Max Kaus was initially trained as a decorative artist but a trip to Paris in 1914 aroused his interest in the Fine Arts. Unfortunately, World War I broke out and instead of devoting his energies to art, he worked as an ambulance driver in Flanders. Luckily in 1917, he met Erich Heckel who was his military supervisor in Ostend. Heckel's influence is particularly seen in Kaus's early works from this period. His art is marked by brooding doubt and existential loneliness.
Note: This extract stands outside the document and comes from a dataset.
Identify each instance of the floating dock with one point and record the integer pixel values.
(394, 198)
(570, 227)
In 1920, he became a member of the Freie Sezession and met Karl Schmidt-Rottluff and Otto Mueller. In the early 1920s, he travelled by boat through the Brandenburg Marshes to Mecklenburg and the Baltic and his work from this period often depicts landscapes and bathers.
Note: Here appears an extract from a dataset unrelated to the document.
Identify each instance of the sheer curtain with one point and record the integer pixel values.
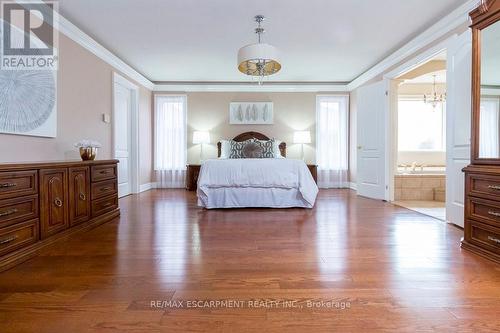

In 1926, he became a teacher at the Meisterschule für Kunsthandwek in Berlin and in 1933 he accepted a position at the Vereinigte Staatsschulen. The Nazis disliked his art and in 1938 he was forced to resign from this position. In 1943, his studio was destroyed in a bombing raid and in 1945, his graphic work was also destroyed.
After World War II, he became a teacher at the Staatliche Hochschule für Bildende Künste in Berlin where he remained until 1968. His works before the Second World War often depicted people and places connected to his life but after the War his art becomes dominated by rhythmic patterns heading towards abstraction.